In the knitting and weaving industry, there is a widespread dependence of overall quality in most textile processing on the precision and uniformity of tension of the individual yarn ends when weaving or knitting a fabric material. Once yarn tension control is lost or allowed to vary at any point of the process, whether winding, beaming, texturizing, knitting or other fabric formations, the quality degeneration is difficult or impossible to compensate for. Streaking, barre, off yield, excessive knitting defects, denier variation, are familiar problems that frequently have their origin in incorrect or uncontrolled tension of the individual yarn ends.
Probably the most common type of tension device in current use is the post and disc type tensioner wherein the yarn is routed around circular posts to generate friction and build tension. The advantage of this type of tensioner is its simplicity and low cost, but it has a significant disadvantage in that the tension developed by the wrapping depends on how much tension is in the yarn as it approaches the wrapped post. Since the tension in the yarn leaving such a tensioner is equal to the tension from the yarn source times a constant K determined by the wrap angle or number of posts, and the tension of the yarn going into the post and disc unit is usually uncontrolled, multiplying the supply or feed yarn tension by some factor simply makes the tension larger but still uncontrolled.

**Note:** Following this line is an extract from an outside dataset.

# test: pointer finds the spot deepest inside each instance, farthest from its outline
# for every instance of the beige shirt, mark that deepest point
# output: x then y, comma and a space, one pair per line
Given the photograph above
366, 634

There remains a need for a durable, anti-static tension device for use with cones of high twisted yarn in the manufacture of knitted or weaved fabric materials, such that as yarn is fed to a knitting or weaving machine at a positive rate of speed, the tension device will prevent slippage of the feeding yarn; and as the yarn approaches the tension device, the anti-static disc will prevent the yarn from being pulled towards the outer disc surface and will also prevent the doubling-up of the yarn as it feeds into the anti-static disc and tension assembly.